Illinois has been a national leader in the biodiesel space, having taken proactive steps to promote the use of biodiesel and reduce greenhouse gas emissions through sales of blended biodiesel. Since the inception of Illinois’ tax incentive on B11 biodiesel, the state has seen a notable increase in consumption. The state’s legislation includes a gradual increase in blending requirements over time, which means Illinois diesel markets can expect a change in 2024.
The Tax Exemption Program
The Illinois law grants exemption on the state’s 6.25% excise tax for retailers selling blends containing more than 10% but no more than 99% biodiesel. This tax exemption has been in place since 2003, attracting hundreds of millions of gallons of biodiesel into the state. It currently requires a B11 blend to receive the tax discount. However, the required blend to receive the exemption will rise in the near future, with the legislation gradually increasing biodiesel or renewable diesel blend levels subject to the tax exemption to B14 in 2024, B17 in 2025, and B20 in 2026. You can read the full bill here.
- On April 1, 2024: Biodiesel or renewable diesel blends will change from B11 to B14.
- On April 1, 2025: will change from B14 to B17.
- On April 1, 2026: will increase from B17 to B20.
- It’s important to note that during the winter (December to March) of each year – from 2024 to 2026 – the sales exemption requirement will return to B11 to qualify for the tax exemption.
Leader in Biodiesel
Illinois has already established itself as a key player in the biodiesel industry. The state currently ranks fourth in biodiesel production and third in consumption, with an annual consumption of 160 million gallons. More than half of the US biodiesel production capacity is in the Midwest, primarily in Iowa, Missouri, and Illinois. The remainder is mostly located on the Gulf and West Coasts. According to the Energy Information Administration (EIA), Illinois produced 174 million gallons of biodiesel in 2021.
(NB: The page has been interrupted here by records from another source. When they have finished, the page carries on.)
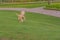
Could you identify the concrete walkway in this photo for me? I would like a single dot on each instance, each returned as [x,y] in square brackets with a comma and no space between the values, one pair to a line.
[36,10]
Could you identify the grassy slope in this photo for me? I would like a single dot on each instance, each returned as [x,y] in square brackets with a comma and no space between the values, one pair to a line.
[54,6]
[36,27]
[22,5]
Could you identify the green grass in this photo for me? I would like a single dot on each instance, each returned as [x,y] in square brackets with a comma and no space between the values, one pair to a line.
[53,6]
[26,5]
[36,27]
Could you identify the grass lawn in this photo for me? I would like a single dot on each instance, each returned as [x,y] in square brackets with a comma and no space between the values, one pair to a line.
[28,5]
[36,27]
[53,6]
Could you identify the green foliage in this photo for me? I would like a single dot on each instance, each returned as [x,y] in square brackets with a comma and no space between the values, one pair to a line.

Illinois is a leader in biodiesel production and among the biggest producers of soybeans in the United States. In 2021, the state claimed the top spot in soybean production, producing a staggering 672.6 million bushels, according to the US Department of Agriculture.
The biodiesel industry in Illinois faces competition from renewable diesel (RD), which shares the same chemical structure as petroleum diesel and is known for its cleaner-burning properties. To keep more soybean oil within the state and support local biodiesel refineries, the new law aims to incentivize additional consumption of biofuels within Illinois.
Illinois’ move to extend the tax exemption for biodiesel blend sales represents a new step toward promoting cleaner energy in the state while pursuing other approaches to bolster its position as a leader in the biodiesel industry.